When you run electricity through a coil you get an electromagnet. This also works in reverse, if you put a coil of wire in a changing magnetic field, you get electricity. Then that electric signal gets amplified.

Anonymous 0 Comments

>what the magnets are picking up

The magnets magnetize the strings

These string magnets move when you strum

Moving a magnet near a coil of wire *induces* a current in that wire. It’s the coil which does the picking up.

Anonymous 0 Comments

You’ll often hear that you can generate electricity by spinning magnets inside a coil of wire. This does work, but it’s something of an oversimplicifation. What you actually need to do is bring a changing magnetic field near a wire. This *induces* a current in the wire.

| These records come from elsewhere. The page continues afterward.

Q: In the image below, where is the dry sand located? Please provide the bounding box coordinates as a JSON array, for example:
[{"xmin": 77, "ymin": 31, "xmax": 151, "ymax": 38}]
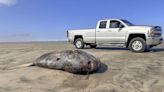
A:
[{"xmin": 0, "ymin": 42, "xmax": 164, "ymax": 92}]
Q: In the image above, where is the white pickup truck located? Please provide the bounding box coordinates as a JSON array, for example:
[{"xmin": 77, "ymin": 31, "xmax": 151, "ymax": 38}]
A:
[{"xmin": 67, "ymin": 19, "xmax": 163, "ymax": 52}]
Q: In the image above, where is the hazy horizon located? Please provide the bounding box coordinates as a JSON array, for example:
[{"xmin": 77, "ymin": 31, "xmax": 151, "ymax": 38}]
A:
[{"xmin": 0, "ymin": 0, "xmax": 164, "ymax": 42}]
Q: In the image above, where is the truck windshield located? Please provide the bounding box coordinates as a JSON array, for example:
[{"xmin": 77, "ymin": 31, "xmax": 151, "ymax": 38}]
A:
[{"xmin": 122, "ymin": 20, "xmax": 134, "ymax": 26}]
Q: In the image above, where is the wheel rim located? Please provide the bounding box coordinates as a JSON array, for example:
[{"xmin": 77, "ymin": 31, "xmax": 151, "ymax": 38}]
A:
[
  {"xmin": 132, "ymin": 41, "xmax": 143, "ymax": 51},
  {"xmin": 76, "ymin": 41, "xmax": 82, "ymax": 48}
]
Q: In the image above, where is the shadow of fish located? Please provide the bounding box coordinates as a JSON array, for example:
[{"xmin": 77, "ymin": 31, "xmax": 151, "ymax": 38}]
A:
[{"xmin": 33, "ymin": 50, "xmax": 100, "ymax": 74}]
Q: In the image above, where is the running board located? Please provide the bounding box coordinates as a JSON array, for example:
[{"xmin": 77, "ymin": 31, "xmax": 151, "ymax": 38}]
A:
[{"xmin": 99, "ymin": 43, "xmax": 126, "ymax": 47}]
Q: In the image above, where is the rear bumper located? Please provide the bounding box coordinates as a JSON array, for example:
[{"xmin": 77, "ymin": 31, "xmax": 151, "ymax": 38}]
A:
[{"xmin": 146, "ymin": 37, "xmax": 163, "ymax": 46}]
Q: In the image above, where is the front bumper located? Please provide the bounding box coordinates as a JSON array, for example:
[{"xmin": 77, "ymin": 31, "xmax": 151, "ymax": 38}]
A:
[{"xmin": 146, "ymin": 37, "xmax": 163, "ymax": 46}]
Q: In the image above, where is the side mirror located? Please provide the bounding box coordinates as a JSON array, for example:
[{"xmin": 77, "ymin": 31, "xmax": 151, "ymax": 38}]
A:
[{"xmin": 120, "ymin": 25, "xmax": 125, "ymax": 29}]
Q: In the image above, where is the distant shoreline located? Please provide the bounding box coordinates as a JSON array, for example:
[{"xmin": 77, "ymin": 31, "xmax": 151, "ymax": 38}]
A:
[{"xmin": 0, "ymin": 41, "xmax": 68, "ymax": 44}]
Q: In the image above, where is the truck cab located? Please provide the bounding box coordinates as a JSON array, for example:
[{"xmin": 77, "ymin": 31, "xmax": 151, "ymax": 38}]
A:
[{"xmin": 67, "ymin": 19, "xmax": 163, "ymax": 52}]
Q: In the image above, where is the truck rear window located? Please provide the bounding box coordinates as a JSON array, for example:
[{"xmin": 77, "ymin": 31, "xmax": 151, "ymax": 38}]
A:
[{"xmin": 99, "ymin": 21, "xmax": 107, "ymax": 28}]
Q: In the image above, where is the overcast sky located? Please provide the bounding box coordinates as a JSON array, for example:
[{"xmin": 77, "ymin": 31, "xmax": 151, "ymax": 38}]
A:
[{"xmin": 0, "ymin": 0, "xmax": 164, "ymax": 41}]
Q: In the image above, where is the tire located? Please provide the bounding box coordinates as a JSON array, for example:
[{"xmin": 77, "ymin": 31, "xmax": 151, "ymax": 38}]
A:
[
  {"xmin": 90, "ymin": 44, "xmax": 97, "ymax": 48},
  {"xmin": 129, "ymin": 37, "xmax": 147, "ymax": 52},
  {"xmin": 74, "ymin": 38, "xmax": 85, "ymax": 49}
]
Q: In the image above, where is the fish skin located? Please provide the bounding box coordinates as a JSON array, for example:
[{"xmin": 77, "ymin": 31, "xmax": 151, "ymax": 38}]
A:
[{"xmin": 33, "ymin": 50, "xmax": 100, "ymax": 74}]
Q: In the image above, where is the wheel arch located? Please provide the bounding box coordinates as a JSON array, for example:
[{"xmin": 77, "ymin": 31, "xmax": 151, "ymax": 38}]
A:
[{"xmin": 126, "ymin": 33, "xmax": 146, "ymax": 48}]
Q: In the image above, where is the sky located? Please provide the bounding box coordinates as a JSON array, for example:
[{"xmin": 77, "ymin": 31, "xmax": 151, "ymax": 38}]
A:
[{"xmin": 0, "ymin": 0, "xmax": 164, "ymax": 42}]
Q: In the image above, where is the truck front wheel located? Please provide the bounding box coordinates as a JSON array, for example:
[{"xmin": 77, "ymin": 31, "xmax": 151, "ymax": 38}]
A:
[
  {"xmin": 90, "ymin": 44, "xmax": 97, "ymax": 48},
  {"xmin": 129, "ymin": 37, "xmax": 146, "ymax": 52},
  {"xmin": 75, "ymin": 38, "xmax": 85, "ymax": 49}
]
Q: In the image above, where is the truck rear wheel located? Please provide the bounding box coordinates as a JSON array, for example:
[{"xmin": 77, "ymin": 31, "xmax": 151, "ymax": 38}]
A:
[
  {"xmin": 90, "ymin": 44, "xmax": 97, "ymax": 48},
  {"xmin": 129, "ymin": 37, "xmax": 146, "ymax": 52},
  {"xmin": 75, "ymin": 38, "xmax": 85, "ymax": 49}
]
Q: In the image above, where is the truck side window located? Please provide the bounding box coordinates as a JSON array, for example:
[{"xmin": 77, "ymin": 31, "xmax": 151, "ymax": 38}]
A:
[
  {"xmin": 99, "ymin": 21, "xmax": 107, "ymax": 29},
  {"xmin": 110, "ymin": 20, "xmax": 124, "ymax": 28}
]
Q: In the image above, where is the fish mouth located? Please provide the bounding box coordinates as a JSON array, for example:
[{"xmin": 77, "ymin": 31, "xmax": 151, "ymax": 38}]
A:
[{"xmin": 88, "ymin": 61, "xmax": 100, "ymax": 73}]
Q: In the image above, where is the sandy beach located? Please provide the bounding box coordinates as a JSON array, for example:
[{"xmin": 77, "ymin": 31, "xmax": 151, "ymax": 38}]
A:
[{"xmin": 0, "ymin": 42, "xmax": 164, "ymax": 92}]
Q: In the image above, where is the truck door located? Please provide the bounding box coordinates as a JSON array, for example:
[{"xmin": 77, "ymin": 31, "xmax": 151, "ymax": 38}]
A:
[
  {"xmin": 108, "ymin": 20, "xmax": 126, "ymax": 43},
  {"xmin": 96, "ymin": 20, "xmax": 110, "ymax": 43},
  {"xmin": 96, "ymin": 20, "xmax": 126, "ymax": 44}
]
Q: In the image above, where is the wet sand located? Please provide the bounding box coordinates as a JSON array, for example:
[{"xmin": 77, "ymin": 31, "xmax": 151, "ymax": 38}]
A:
[{"xmin": 0, "ymin": 42, "xmax": 164, "ymax": 92}]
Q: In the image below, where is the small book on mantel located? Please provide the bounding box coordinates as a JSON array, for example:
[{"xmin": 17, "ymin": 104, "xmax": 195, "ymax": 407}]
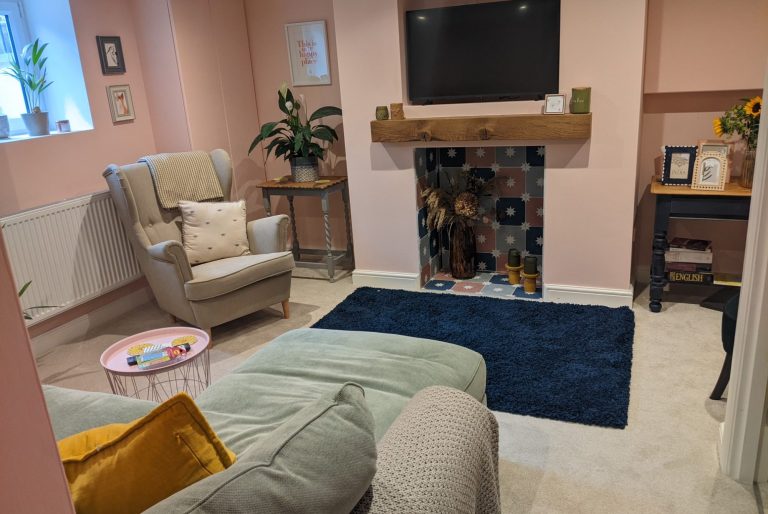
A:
[
  {"xmin": 664, "ymin": 237, "xmax": 712, "ymax": 262},
  {"xmin": 666, "ymin": 271, "xmax": 714, "ymax": 284}
]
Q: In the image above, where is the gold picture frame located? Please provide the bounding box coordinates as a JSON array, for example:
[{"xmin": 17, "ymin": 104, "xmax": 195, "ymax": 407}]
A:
[{"xmin": 691, "ymin": 152, "xmax": 728, "ymax": 191}]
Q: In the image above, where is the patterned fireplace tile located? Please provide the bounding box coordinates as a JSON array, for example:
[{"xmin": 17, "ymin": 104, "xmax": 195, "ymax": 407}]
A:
[{"xmin": 414, "ymin": 146, "xmax": 546, "ymax": 292}]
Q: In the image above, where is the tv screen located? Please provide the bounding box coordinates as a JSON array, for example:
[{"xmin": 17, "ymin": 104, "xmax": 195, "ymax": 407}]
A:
[{"xmin": 405, "ymin": 0, "xmax": 560, "ymax": 104}]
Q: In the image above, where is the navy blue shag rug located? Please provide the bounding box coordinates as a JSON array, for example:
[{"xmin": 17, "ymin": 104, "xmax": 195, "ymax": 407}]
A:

The magnets in a guitar pickup are just magnets. They’re placed just close enough to the steel guitar strings that the strings become magnetic too. What you *don’t* see are the coils of wire behind the magnets (coil pickups have just one coil, humbuckers have two).

The magnets, in theory, don’t affect the coils: they just sit there, so their magnetic field never changes. But the magnetic strings vibrate when strummed, and *their* magnetic field changes as they do. This causes a fluctuating current in the coil, which is then passed to an amplifier and, eventually, a speaker.

Anonymous 0 Comments

Under each string is a little magnet wrapped in a coil of wire. All the coils are wired in parallel, each side of the circuit feeds the output jack.

The string alloy is paramagnetic. As the string vibrates in the magnetic field around the magnet, it changes the magnetic field a little. These changes are what the amplifier magnifies into glorious tone.